CLARENCE ELEMENTARY SCHOOL Building to get new life as activity center
By Lori Falce, For the CDT
SNOW SHOE — After a year of hard work, a group of volunteers are well on the way to providing a place for Snow Shoe residents to meet, learn and have fun.
The Mountain Top Activity Center was only a dream at the beginning of 2008. A few people had an idea. The Clarence Elementary School, which was used only for Bald Eagle Area School District storage, could become a community center.
They envisioned in the building a fitness center, a gym with basketball courts, batting cages, community meeting rooms, classes offering instruction in karate, or adult literacy.
And then they worked to make it happen.
It only took a few months to form the 501(c)3 nonprofit corporation that would make it possible. In short order, BEA transferred the building to Snow Shoe Township, which in turn transferred it to the nonprofit group.

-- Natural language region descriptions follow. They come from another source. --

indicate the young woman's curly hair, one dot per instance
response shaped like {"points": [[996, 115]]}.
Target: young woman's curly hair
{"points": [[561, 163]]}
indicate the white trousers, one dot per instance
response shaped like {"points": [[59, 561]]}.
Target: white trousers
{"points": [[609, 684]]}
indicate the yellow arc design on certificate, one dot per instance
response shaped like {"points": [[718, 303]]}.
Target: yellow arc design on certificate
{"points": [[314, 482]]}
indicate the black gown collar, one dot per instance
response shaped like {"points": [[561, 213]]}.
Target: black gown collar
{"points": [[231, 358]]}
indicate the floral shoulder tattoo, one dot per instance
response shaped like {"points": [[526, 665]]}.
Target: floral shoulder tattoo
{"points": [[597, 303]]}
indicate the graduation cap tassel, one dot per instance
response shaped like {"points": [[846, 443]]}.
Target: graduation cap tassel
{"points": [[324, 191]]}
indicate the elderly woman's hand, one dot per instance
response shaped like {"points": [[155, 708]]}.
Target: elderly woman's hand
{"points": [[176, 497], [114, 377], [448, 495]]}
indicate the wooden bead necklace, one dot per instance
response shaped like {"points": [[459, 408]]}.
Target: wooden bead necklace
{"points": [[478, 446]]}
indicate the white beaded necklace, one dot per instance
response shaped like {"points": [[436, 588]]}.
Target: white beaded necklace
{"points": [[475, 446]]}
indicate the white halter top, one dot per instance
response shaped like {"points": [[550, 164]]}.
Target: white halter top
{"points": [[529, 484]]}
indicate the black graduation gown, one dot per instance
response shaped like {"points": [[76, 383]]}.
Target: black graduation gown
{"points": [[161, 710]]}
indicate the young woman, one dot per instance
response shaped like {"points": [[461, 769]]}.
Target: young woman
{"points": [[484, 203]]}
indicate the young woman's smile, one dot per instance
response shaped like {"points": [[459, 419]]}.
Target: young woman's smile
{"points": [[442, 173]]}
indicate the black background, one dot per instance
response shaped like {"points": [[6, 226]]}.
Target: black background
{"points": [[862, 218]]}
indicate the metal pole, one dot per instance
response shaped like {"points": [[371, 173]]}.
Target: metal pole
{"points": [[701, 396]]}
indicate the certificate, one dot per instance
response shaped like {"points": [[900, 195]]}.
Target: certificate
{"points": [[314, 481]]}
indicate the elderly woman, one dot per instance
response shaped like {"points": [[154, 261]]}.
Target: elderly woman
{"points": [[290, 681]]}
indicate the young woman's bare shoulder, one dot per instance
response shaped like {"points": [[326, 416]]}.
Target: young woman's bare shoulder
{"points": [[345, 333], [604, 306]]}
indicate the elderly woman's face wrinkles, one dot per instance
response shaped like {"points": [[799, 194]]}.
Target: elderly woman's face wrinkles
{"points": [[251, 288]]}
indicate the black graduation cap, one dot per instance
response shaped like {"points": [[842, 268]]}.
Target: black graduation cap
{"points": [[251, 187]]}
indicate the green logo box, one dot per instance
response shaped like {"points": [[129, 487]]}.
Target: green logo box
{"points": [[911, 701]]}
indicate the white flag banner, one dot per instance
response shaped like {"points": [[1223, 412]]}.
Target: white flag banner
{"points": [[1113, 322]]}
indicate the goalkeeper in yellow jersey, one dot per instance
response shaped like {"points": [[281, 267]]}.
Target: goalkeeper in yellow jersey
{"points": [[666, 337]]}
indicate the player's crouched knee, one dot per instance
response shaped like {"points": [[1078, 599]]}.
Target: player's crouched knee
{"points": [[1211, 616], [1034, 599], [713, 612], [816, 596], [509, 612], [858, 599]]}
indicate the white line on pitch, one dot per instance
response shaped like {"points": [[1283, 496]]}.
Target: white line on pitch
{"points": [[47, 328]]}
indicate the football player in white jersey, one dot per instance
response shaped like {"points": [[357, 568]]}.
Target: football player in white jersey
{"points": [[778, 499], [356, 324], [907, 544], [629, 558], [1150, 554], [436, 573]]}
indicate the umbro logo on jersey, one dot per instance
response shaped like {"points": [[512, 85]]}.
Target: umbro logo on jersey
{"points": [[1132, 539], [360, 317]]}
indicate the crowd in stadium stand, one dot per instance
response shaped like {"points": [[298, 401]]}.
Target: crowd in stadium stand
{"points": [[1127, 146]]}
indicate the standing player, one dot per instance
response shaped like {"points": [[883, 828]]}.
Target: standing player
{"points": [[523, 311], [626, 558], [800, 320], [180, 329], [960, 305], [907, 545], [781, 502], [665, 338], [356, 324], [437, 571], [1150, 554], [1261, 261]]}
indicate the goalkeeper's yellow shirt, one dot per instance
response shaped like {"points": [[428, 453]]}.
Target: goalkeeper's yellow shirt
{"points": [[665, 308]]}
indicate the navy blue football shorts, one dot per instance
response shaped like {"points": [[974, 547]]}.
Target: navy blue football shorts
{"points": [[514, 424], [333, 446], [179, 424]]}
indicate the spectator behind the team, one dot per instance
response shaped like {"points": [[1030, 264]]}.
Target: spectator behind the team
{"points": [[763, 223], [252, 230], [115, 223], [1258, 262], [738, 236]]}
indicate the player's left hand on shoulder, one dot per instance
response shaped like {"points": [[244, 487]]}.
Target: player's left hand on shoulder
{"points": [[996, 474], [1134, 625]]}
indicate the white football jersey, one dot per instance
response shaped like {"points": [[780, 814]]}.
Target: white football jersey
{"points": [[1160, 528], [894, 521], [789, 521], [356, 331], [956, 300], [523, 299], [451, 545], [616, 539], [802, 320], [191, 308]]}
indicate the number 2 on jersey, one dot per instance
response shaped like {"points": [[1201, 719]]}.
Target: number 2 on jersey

Then the hard work started. According to Jen Perry, MTAC’s public relations chairwoman, BEA not only donated the property, but the contents of the building as well. Since the fall, the group has been busy cleaning out 14 years worth of stored goods, and selling such items as industrial kitchen equipment, furniture, books etc. With the help of inmates from the Quehanna Boot Camp, BEA seventh- and eighth-graders and Penn State students, a yard sale was held last October. Since then, the cleaning and selling has continued. Over spring break, a group of Penn State students did mission work at the building.
What’s left? You’d be surprised. With the building, the group acquired everything from art supplies to band uniforms. Former students have expressed interest in copies of their fourth-grade English textbook, or a desk and chair from their second grade homeroom. So the selling will keep going until the building has been completely emptied.
Until that time, MTAC Co- President Cathy Dittman says the group is working on other things, such as designs for building renovations, grant applications to various state and federal agencies, volunteers, fundraising opportunities and future programming.
There is a Web site, www.mountaintopactivitycenter.com, that is largely under construction but still able to accept donations. The group is holding bimonthly meetings to work toward a day, hopefully sometime in 2010, when the schoolhouse will once again be open for classes, this time on topics such as dance or computers.
Organizers also hope to rent space to agencies that could offer services to Snow Shoe residents who currently have to drive to State College, Bellefonte or Philipsburg for things people in other areas can get just by walking around a corner.
“We want to give people a chance to be healthy in body and mind,” said Perry.